Today, tens of thousands of AgTech companies and their VCs chase a few large farming operations that have grown from consolidating farmland. Per USDA 2024, less than 4% of farming operations made $1 million in gross cash farm income (GCFI) before expenses. Globally, less than 250,000 farming operations of the 570 million farmers listed by the United Nations FAO. This narrow focus overlooks a vast potential market. If scaled effectively, even a modest $10 technology could outperform many of today’s most successful AgTech companies.

Collaborate or Fail

This year, the number of AgTech companies is expected to decrease due to several factors. The consolidation of large farms is one contributing element, but it’s not the sole reason. Constrained funding, uncertain economic conditions, and rising challenges for companies in the biological and crop protection landscape also drive this trend.

This evolving landscape poses significant challenges for AgTech companies, particularly startups. Their products may become less accessible to most of the world’s farming operations due to high sales costs and product prices and the increasing technological divide between large and small farms. Larger farms are quicker to adopt cutting-edge agricultural technology, such as precision agriculture tools, which are often more cost-effective at scale. This disparity in technology adoption further exacerbates the challenges smaller AgTech companies face trying to serve a wide range of farm sizes.

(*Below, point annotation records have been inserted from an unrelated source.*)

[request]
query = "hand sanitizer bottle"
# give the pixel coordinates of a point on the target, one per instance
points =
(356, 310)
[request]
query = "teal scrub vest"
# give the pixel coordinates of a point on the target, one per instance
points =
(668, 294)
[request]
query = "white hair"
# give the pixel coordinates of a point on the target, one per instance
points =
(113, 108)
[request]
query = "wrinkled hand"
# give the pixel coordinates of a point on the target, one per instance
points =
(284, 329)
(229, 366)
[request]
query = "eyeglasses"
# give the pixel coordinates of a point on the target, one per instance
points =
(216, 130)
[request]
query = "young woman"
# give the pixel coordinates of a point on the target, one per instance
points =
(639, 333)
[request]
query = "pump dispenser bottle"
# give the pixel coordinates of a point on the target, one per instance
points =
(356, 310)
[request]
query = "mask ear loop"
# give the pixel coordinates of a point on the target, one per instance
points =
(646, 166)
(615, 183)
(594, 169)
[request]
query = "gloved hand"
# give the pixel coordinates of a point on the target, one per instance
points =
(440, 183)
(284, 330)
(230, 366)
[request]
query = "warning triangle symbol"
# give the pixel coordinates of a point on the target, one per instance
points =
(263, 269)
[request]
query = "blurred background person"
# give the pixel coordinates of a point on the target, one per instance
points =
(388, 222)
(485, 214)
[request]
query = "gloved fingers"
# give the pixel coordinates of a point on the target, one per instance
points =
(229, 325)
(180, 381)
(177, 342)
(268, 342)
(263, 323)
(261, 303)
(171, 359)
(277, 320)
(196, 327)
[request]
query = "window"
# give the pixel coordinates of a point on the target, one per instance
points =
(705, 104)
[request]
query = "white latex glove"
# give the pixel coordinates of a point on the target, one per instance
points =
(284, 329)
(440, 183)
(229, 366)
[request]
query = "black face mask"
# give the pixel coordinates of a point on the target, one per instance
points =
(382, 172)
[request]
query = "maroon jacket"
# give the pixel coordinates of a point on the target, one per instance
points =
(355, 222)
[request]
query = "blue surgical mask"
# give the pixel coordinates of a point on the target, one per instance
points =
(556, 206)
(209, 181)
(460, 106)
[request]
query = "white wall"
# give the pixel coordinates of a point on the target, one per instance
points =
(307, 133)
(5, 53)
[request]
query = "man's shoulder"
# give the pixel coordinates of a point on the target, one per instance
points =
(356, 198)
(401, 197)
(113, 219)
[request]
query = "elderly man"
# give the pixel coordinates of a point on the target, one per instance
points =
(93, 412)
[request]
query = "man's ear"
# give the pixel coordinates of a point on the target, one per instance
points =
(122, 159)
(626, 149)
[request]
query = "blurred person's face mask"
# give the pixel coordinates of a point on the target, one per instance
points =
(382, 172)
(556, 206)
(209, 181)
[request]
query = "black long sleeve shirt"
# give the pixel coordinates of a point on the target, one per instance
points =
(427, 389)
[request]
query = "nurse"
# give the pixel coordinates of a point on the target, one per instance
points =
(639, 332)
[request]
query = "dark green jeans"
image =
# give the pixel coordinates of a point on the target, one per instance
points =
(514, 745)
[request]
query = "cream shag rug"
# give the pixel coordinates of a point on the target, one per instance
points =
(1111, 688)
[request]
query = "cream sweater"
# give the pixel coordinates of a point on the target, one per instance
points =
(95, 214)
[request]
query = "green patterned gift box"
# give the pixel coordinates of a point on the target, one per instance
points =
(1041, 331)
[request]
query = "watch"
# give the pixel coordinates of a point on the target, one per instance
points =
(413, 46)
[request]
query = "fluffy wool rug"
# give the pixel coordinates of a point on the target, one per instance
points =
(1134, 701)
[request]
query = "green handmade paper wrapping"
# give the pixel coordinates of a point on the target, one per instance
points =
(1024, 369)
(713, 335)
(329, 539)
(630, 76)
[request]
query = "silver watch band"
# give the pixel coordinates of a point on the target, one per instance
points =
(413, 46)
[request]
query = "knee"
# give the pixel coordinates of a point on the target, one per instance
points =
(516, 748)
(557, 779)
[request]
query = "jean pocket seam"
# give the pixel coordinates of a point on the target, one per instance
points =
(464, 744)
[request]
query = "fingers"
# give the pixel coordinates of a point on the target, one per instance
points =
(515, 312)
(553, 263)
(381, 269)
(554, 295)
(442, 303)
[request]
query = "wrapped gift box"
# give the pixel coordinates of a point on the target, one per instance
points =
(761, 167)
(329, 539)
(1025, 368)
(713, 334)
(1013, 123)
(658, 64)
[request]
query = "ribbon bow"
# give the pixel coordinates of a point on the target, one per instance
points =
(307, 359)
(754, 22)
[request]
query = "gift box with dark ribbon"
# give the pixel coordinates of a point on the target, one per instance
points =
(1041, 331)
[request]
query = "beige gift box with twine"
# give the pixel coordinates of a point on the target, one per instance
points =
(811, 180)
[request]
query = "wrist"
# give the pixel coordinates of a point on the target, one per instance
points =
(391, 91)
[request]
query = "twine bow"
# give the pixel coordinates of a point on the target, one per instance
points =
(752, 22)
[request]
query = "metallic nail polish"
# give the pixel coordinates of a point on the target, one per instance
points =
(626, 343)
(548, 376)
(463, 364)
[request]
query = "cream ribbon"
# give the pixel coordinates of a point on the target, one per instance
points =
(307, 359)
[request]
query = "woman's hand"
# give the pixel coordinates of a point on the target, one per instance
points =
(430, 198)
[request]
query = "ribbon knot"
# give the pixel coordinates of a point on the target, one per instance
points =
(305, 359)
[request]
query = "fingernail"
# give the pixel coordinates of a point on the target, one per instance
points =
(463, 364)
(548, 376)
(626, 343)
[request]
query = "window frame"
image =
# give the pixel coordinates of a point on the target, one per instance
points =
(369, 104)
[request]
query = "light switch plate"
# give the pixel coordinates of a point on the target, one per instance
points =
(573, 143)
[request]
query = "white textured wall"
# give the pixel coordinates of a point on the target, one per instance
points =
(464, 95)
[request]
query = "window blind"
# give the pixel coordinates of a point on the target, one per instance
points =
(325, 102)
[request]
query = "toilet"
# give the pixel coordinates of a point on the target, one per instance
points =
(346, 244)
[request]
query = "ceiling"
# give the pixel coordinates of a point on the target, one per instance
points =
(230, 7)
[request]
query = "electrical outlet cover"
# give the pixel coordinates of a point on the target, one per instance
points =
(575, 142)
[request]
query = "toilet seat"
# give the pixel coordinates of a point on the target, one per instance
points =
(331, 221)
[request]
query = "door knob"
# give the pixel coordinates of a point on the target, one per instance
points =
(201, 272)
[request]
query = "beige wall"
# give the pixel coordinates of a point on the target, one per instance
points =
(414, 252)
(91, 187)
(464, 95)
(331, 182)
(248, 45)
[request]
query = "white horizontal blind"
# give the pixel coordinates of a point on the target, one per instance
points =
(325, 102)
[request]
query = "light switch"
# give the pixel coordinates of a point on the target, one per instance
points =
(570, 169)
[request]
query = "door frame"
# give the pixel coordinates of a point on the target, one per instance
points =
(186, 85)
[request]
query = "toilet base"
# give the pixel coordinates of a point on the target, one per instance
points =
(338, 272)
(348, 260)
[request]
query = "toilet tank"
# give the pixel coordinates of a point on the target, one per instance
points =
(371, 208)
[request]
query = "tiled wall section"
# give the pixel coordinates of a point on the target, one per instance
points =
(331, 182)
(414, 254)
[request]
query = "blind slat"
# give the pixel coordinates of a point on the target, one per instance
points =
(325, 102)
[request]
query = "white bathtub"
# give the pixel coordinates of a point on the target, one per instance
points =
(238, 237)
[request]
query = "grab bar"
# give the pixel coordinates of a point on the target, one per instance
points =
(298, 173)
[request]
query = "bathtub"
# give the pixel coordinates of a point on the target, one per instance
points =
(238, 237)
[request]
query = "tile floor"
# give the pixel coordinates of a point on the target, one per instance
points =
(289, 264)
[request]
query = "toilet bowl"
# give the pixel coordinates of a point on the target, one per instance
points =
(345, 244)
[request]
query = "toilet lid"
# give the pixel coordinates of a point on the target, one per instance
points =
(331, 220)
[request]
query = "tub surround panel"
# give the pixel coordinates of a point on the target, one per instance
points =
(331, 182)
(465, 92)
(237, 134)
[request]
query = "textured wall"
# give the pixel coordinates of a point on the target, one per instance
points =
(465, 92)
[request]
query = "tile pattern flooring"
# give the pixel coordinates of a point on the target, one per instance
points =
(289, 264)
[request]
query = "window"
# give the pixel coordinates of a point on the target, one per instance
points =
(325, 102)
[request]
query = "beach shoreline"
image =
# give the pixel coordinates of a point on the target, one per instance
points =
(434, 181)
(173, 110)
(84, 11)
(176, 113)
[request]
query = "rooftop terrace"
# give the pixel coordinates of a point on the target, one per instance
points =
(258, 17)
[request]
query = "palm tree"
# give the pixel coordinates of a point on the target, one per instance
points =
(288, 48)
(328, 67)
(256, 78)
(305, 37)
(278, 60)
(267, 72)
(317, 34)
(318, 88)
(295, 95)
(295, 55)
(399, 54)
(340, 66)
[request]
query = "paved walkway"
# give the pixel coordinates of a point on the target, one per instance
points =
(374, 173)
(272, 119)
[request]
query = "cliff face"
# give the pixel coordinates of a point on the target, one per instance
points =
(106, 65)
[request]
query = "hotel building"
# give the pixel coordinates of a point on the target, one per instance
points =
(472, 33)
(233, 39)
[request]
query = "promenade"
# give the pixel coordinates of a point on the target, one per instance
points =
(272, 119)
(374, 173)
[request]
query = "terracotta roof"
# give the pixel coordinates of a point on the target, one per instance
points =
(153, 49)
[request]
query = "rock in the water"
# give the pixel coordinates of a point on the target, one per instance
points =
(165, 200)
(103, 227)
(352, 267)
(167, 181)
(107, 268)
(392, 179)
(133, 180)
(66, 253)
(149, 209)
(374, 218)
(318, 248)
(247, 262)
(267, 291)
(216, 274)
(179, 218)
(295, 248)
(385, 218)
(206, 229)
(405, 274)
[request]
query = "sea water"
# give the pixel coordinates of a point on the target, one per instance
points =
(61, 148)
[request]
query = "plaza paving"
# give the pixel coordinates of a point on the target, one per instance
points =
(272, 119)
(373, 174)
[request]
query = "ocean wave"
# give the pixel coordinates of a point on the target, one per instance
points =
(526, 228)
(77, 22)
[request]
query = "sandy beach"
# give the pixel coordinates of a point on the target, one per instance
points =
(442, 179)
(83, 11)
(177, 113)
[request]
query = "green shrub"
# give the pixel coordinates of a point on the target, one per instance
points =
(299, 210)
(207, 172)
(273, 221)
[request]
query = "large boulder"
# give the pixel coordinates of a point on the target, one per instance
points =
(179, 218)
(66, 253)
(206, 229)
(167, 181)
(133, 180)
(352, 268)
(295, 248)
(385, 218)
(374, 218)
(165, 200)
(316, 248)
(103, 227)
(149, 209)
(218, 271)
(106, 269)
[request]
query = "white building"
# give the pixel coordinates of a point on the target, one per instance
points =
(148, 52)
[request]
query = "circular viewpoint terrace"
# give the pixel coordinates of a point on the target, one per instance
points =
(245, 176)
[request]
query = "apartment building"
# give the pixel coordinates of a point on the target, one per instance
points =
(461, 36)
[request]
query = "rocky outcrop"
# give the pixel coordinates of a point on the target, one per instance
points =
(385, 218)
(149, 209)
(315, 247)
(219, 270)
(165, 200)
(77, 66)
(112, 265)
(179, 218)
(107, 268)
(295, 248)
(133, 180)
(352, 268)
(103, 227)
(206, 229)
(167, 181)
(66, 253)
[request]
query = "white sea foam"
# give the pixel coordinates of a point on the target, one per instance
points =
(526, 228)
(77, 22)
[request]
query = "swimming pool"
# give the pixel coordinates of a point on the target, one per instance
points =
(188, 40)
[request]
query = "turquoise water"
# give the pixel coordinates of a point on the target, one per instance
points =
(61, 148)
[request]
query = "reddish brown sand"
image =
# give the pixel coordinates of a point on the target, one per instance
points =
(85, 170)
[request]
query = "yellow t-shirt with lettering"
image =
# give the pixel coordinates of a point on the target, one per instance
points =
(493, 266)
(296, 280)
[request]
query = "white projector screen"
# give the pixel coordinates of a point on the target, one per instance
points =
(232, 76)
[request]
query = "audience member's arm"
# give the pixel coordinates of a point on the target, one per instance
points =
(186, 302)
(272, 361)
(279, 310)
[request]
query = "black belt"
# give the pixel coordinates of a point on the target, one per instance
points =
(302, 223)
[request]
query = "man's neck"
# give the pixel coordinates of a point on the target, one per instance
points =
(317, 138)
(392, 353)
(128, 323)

The path forward for AgTech lies in collaboration with ROI and community-focused innovation. By working together, we can develop agile solutions that are accessible and beneficial to a broader range of farmers, not just the largest operations. This approach expands our market and aligns with the fundamental values of farming communities to help our neighbors.

The future of AgTech doesn’t belong to a single company or technology. It belongs to those who work together, share knowledge, create a shared language, and fit together proven technology that benefits the entire agricultural ecosystem. Let’s embrace this collaborative spirit and cultivate a tomorrow where AgTech truly serves all farming communities.